# dbus problems



## xeemo (Sep 6, 2011)

I just installed FreeBSD 8.2 and I'm trying to get everything working the way I want it to.  I installed xorg and xfce4 from ports, and I've enabled dbus and hald in my rc.conf.  The user I'm using is in both the wheel and operator groups.

My first problem is I can't mount any drives with thunar.  I get the following error: 


```
DBus error org.gtk.Private.RemoteVolumeMonitor.Failed: An operation is already pending.
```

Actually, be more specific this is when I click on the drive I want to mount a second time.  The first time it just hangs, and the CPU fans turn on like it's trying to do something.

My second problem is the shutdown and restart buttons are grayed out when I try to log off.  I know for a fact dbus is running.  I'm wondering if maybe I could have accidentally checked or unchecked a setting I should have when installing. 

For the record I've gotten everything working before, the difference being I was using pkg_add to install everything.


----------



## wblock@ (Sep 6, 2011)

Don't know about mounting stuff with Thunar, have never tried it.

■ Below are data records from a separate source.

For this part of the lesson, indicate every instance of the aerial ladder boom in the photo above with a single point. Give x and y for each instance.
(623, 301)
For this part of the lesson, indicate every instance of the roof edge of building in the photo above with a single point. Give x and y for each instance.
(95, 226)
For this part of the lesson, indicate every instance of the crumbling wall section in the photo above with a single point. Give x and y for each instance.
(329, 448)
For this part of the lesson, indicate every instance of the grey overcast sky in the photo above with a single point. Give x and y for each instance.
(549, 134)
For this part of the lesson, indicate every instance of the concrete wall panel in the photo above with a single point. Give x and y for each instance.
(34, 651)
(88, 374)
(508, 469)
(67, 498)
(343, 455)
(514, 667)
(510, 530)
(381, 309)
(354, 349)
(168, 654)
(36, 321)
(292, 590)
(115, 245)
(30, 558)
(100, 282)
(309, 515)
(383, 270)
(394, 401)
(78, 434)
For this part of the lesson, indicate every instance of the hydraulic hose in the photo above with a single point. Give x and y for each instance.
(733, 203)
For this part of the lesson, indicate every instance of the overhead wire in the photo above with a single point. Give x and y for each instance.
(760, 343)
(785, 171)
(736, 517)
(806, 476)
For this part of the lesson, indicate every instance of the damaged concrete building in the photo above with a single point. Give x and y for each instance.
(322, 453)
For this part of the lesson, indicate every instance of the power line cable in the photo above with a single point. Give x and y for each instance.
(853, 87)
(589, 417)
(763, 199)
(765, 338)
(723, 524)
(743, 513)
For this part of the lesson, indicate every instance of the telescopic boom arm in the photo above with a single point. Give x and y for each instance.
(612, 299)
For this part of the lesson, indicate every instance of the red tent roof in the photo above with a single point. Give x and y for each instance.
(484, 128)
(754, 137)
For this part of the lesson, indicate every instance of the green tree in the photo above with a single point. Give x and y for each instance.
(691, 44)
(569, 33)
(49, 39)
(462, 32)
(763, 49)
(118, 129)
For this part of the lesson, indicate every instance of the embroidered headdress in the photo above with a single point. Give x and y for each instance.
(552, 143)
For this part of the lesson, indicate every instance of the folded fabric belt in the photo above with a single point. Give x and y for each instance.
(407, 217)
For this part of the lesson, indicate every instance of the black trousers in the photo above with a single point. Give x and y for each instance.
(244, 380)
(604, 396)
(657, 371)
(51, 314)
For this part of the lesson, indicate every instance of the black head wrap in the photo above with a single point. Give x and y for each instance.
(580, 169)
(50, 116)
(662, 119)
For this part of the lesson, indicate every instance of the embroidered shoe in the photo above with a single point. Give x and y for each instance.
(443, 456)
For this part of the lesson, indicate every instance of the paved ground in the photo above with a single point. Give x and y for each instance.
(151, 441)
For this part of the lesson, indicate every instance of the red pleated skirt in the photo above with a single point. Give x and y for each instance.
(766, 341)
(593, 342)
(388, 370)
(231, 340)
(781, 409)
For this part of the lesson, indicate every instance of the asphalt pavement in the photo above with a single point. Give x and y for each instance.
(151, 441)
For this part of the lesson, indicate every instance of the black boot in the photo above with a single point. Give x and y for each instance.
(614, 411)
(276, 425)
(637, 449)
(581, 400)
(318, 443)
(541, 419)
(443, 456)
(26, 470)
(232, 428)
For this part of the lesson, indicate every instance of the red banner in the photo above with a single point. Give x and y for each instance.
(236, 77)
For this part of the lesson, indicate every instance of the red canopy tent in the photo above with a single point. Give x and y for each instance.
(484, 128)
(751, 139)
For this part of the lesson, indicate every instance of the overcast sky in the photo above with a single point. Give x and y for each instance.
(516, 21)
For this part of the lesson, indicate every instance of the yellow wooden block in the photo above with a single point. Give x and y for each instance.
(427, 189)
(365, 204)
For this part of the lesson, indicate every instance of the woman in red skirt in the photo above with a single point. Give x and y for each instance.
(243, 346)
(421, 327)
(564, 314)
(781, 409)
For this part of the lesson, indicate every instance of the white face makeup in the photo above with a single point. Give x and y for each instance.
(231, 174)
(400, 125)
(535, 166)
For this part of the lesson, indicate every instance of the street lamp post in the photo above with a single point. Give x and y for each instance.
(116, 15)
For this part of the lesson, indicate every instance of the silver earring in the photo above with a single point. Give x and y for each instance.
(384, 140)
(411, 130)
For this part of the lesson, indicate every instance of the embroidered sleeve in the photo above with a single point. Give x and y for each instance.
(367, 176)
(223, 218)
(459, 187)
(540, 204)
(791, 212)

For the second problem, see /usr/ports/x11-wm/xfce4-session/pkg-message.


----------



## xeemo (Sep 6, 2011)

wblock said:
			
		

> Don't know about mounting stuff with Thunar, have never tried it.
> 
> For the second problem, see /usr/ports/x11-wm/xfce4-session/pkg-message.



Still no dice.  I read the pkg-message very carefully and added the specific file and changed the group to a group I was in.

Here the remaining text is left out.